Valeria, you made my morning! I am taking this straight to the classroom tomorrow. The striking quote: "a wise person is made not born."

Thank you for this gift.

Carolyn Ann

Thank you for sharing that with us, Valeria! It was truly an inspiring bit of work. :-)

(Can someone send it to the Congressional Republicans? They're in desperate need of "character" and "moral judgment".)

Thanks, again, Valeria!
Carolyn Ann

Barbara Ling, Virtual Coach

That reminds me of one of my favorite sayings - Wisdom is the art of realizing you're always learning.

Data points, Barbara

Valeria Maltoni

@Dyana - so glad this was a good start to your day. It was a good end to mine the night prior to the post.

@Carolyn Ann - I think there is a desperate need for this kind of message overall. This post builds on my prior about making the pie bigger. We need to think more expansively and resist the urge to get smaller in our views. Wisdom is learned.

@Barbara - that is a good saying. I would add and to know that everyone is a teacher.

peter

Soft ears - a lovely expression so hard to practice when not at peace.

Wisdom also calls for us to mediate our love affair with knowledge and our relentless desire to accumulate content - Unpopular and uncomfortable as this may sound, I suspect there is a correlation between the rise of social media and and what we perceive as a lack of moral compass.

But to your point - its hard to learn wisdom on a full mind.

Curiously, I doubt the wise persons asks "is this the right thing to do". I'm probably wrong but, for the wise person there are no options - there is presence and spontaneity (something the rest of us may never come to understand). From that comes direction.


Carolyn Ann

Of course the "wise" person must ask "is this the right thing to do", Peter! Some questions are just so ambiguous that the question has to be asked.

May I be so bold as to provide an example? Corporate email monitoring. I was asked to implement this; was I right in delaying, forgetting, not getting to and so on? Or was the right thing simply to abide by my boss's wishes, and implement a system I knew would be unpopular? And violate every tenet about free expression and corporate management I hold dear?

Being wise often means being foolish. I was told that by a man I consider wise.
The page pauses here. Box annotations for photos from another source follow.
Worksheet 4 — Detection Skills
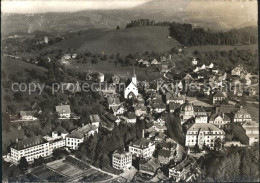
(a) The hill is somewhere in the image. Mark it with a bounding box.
[50,26,180,55]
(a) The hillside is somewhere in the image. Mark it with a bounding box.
[50,27,180,54]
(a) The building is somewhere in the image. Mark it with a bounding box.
[126,112,136,123]
[89,114,101,128]
[139,158,160,175]
[112,150,132,171]
[129,130,155,159]
[209,113,230,128]
[195,116,208,123]
[107,96,121,109]
[169,157,197,182]
[191,58,198,65]
[19,110,38,120]
[233,106,252,123]
[158,149,173,164]
[66,124,98,150]
[185,123,225,149]
[124,72,138,99]
[10,136,52,164]
[56,105,71,119]
[180,101,194,124]
[212,91,226,105]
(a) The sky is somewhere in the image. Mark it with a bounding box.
[1,0,150,13]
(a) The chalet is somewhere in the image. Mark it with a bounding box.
[213,91,226,105]
[56,105,71,119]
[89,114,101,128]
[126,112,136,123]
[233,106,252,123]
[139,158,160,175]
[209,113,230,128]
[158,149,173,165]
[19,110,38,120]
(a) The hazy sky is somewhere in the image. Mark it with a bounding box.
[1,0,150,13]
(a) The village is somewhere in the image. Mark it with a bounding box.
[3,49,259,182]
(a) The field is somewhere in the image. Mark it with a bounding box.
[50,26,180,55]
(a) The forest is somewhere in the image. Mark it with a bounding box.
[126,19,258,46]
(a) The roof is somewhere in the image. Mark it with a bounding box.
[187,123,222,132]
[67,124,98,139]
[20,110,37,116]
[132,138,153,149]
[107,97,120,105]
[209,113,230,121]
[213,91,225,97]
[13,136,48,150]
[56,105,71,114]
[113,150,131,158]
[54,126,68,133]
[89,114,100,123]
[158,149,171,158]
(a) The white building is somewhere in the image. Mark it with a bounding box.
[66,124,98,150]
[124,70,138,99]
[56,105,71,119]
[11,136,52,164]
[129,131,155,159]
[112,151,132,171]
[185,123,225,149]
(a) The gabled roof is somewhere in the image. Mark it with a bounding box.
[89,114,100,123]
[56,105,71,114]
[213,91,225,97]
[13,136,48,150]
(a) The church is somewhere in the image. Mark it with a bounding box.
[124,70,138,99]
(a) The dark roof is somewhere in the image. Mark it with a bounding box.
[13,136,48,150]
[158,149,171,158]
[213,91,225,97]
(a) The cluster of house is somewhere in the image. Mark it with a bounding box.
[8,113,100,164]
[8,57,259,181]
[136,55,175,72]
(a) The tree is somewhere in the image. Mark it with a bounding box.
[18,157,29,171]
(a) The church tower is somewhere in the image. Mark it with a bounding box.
[132,67,137,86]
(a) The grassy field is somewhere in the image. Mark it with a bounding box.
[50,26,180,55]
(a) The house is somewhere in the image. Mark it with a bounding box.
[191,58,198,65]
[129,130,155,159]
[152,102,166,113]
[139,158,160,175]
[233,106,252,123]
[151,59,160,65]
[134,104,147,117]
[158,149,173,164]
[212,91,226,105]
[180,100,194,124]
[107,96,121,109]
[111,105,125,116]
[169,157,197,182]
[66,124,98,150]
[169,102,181,113]
[112,75,120,85]
[19,110,38,120]
[10,136,52,164]
[112,150,132,171]
[124,73,138,99]
[126,112,136,123]
[166,92,185,105]
[185,123,225,149]
[209,113,230,128]
[195,116,208,123]
[231,65,244,76]
[56,105,71,119]
[89,114,101,128]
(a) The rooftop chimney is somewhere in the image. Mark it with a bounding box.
[142,129,144,138]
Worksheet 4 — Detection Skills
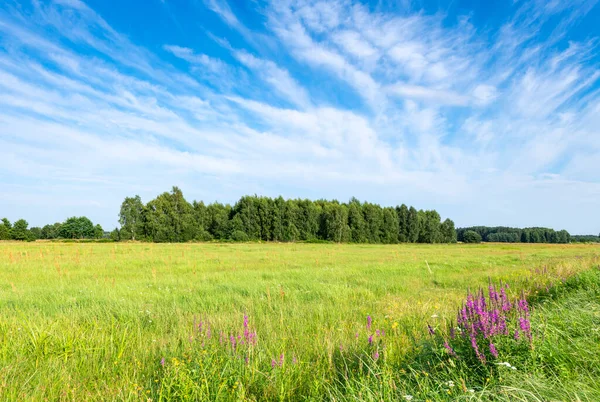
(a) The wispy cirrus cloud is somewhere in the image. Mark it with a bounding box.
[0,0,600,232]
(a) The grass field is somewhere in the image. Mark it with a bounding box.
[0,242,600,401]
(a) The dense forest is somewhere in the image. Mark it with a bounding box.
[0,187,600,244]
[571,234,600,243]
[111,187,456,244]
[456,226,571,243]
[0,216,105,241]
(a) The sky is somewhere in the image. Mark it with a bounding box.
[0,0,600,234]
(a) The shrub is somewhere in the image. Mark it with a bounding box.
[230,230,248,241]
[463,230,481,243]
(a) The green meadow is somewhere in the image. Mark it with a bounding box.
[0,242,600,401]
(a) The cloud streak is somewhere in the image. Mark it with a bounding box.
[0,0,600,232]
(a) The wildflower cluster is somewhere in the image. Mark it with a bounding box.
[364,315,385,361]
[442,282,532,364]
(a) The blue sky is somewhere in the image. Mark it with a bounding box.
[0,0,600,233]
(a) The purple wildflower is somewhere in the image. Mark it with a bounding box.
[444,341,458,357]
[490,343,498,358]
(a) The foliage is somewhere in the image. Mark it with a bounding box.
[457,226,571,243]
[462,230,481,243]
[11,219,29,240]
[120,187,456,244]
[0,218,12,240]
[571,235,600,243]
[58,216,96,239]
[119,195,144,240]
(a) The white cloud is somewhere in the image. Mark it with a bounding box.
[0,0,600,232]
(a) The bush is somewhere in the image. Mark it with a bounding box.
[230,230,248,241]
[463,230,481,243]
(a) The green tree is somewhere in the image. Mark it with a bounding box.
[59,216,95,239]
[363,202,383,244]
[29,226,42,240]
[407,207,419,243]
[0,218,12,240]
[206,202,231,239]
[382,207,399,244]
[396,204,410,243]
[109,228,121,241]
[119,195,144,240]
[348,198,368,243]
[11,219,29,240]
[463,230,481,243]
[94,224,104,239]
[440,219,456,243]
[323,202,350,243]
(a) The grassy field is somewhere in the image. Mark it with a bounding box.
[0,242,600,401]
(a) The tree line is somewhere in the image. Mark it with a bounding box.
[0,216,105,241]
[571,234,600,243]
[110,187,456,244]
[456,226,571,243]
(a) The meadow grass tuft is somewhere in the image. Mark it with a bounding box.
[0,242,600,401]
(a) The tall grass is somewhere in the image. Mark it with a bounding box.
[0,243,598,401]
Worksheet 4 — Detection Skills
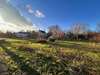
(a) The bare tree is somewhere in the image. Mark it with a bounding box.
[49,25,64,40]
[71,22,88,40]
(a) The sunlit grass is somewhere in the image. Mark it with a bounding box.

I wish I could be so wise that I could be so foolish.

Carolyn Ann

Peter

Hi Carolyn Ann,

You may be right about foolishness and wisdom. I find with time the two conditions can be quite interchangable.

I don't know whether you were right in doing what you did. But, and this is a mark of respect, I do think you could do no other than what you did. The mind is no match for an examined life.